Preoperative counseling – Patients should be referred to a reproductive endocrinologist/reproductive surgeon to assess ovarian reserve and discuss their options for fertility preservation. Embryo cryopreservation is the most effective method of fertility preservation; mature oocyte cryopreservation is also effective and is a good option if no sperm are available for fertilization prior to cryopreservation. These procedures can be performed in addition to, or instead of, ovarian transposition, depending on the time and resources available before the start of cancer therapy. (See 'Preoperative evaluation and counseling' above.)

Procedure

In patients who are not already undergoing laparotomy for primary treatment of their disease, laparoscopy is the preferred approach and allows early initiation of radiation therapy. (See 'Procedure' above.)

If oocyte or embryo cryopreservation is planned, all visible follicles are aspirated at the time of the procedure. If ovarian cryopreservation is planned, we perform a unilateral ovarian wedge resection or occasionally unilateral oophorectomy. (See 'Procedure' above.)

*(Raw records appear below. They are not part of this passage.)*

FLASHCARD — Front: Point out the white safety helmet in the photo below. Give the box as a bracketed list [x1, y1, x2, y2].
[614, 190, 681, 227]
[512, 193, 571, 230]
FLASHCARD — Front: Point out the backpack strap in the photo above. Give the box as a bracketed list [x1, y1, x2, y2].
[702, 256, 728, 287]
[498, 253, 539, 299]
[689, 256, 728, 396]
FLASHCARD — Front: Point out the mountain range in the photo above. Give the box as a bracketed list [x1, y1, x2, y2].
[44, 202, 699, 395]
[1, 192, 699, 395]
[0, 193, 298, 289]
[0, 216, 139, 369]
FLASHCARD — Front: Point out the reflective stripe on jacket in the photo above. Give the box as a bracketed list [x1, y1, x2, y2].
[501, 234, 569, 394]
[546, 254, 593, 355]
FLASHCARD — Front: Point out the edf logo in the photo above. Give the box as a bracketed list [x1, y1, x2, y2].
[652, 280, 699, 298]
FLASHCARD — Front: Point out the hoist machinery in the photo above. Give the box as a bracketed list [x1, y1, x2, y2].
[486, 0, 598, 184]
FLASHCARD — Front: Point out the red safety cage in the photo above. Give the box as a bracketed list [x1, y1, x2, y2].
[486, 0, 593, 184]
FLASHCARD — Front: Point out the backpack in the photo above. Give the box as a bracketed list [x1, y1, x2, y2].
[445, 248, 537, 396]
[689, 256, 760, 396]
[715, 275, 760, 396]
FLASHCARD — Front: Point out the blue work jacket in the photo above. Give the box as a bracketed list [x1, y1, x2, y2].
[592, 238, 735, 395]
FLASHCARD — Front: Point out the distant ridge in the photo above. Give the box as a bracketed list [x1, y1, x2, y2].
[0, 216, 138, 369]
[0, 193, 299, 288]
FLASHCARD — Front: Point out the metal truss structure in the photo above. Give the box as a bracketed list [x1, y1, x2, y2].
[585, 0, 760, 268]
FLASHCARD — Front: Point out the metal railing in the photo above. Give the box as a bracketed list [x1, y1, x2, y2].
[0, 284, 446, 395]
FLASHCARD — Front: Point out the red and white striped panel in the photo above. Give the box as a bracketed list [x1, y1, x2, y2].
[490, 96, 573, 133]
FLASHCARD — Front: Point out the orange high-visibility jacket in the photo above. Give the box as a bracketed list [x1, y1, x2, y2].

The ovarian ligament and vessels on each side are divided and the mesovarium on each side is opened (figure 1). If mobilization remains inadequate, the fallopian tubes are transected (picture 1); however, in most cases, they can be left intact. (See 'Procedure' above.)

Outcomes – Laparoscopic ovarian transposition has low complication rates and ovarian function is preserved in most patients. In patients who also undergo hysterectomy, gestational carrier pregnancy is possible using oocytes retrieved from the transposed ovaries. (See 'Outcomes' above.)